According to the Missouri State Highway Patrol, texting while driving is defined as distracted driving for adults over the age of 21. It is illegal for anyone under the age of 21 to text while driving. Other actions, such as adjusting the radio, applying makeup or reaching for food are also categorized as distracted driving. However, the behavior must be observed by police and be determined as a hazard on the roads.

A Highway Patrol officer attributes distracted driving as the number one cause of all traffic accidents. In addition, more teen fatalities are caused by traffic accidents than any other reason. This combination is of great concern to the Missouri Department of Transportation. The electronic signs on roadways throughout the state stress the importance of not texting while driving.

Police recommend keeping both hands on the wheel and remaining focused while driving. They suggest placing the phone out of reach in the back seat and only check it when the vehicle is not in operation. Officers recount the tragic responsibility of informing a family member that a loved one has been seriously injured or died because of distracted driving.

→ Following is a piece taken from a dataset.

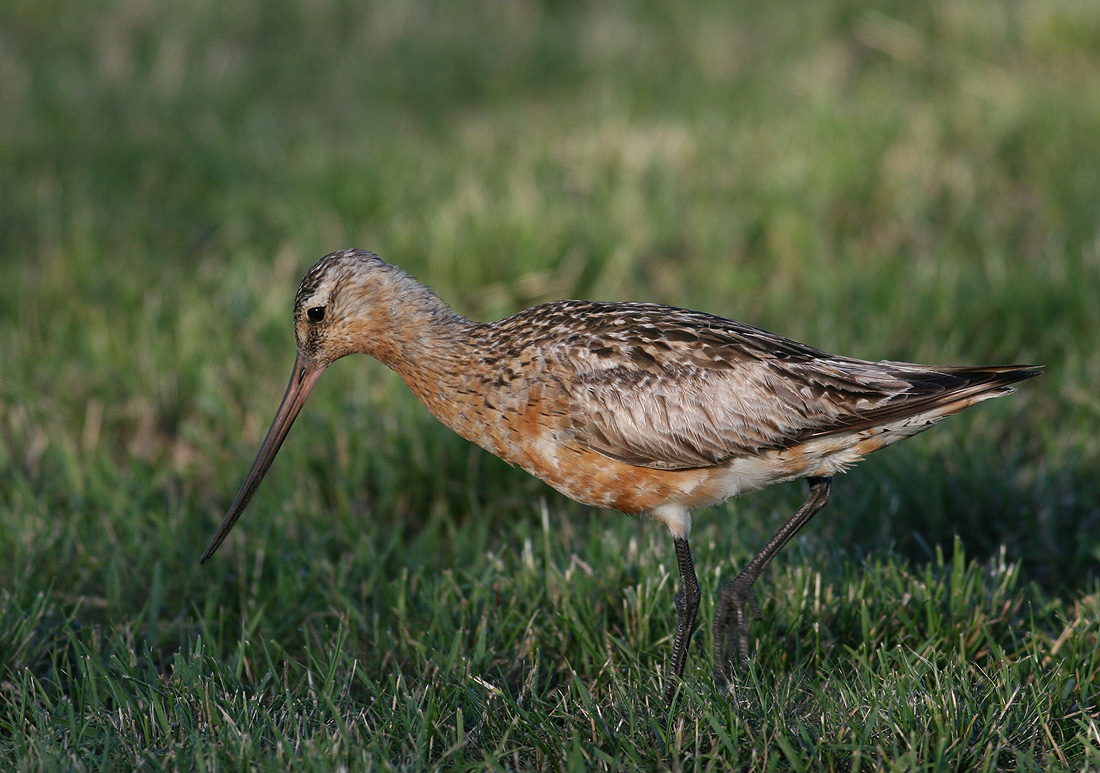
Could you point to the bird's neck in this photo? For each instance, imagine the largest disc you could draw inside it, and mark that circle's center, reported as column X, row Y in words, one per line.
column 429, row 345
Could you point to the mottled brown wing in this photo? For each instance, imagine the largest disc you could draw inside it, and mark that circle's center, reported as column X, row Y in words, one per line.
column 671, row 389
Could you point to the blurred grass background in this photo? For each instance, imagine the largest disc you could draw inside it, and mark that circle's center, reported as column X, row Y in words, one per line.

When someone in Missouri has been injured or died as a result of someone else’s distracted driving, surviving family members may be entitled to seek compensation for damages. An experienced attorney can help victims and/or families through the legal process of filing a personal injury lawsuit or a wrongful death claim. A successful award could help offset unexpected hospital costs, funeral expenses and/or other monetary damages that accrue from such acts of negligence.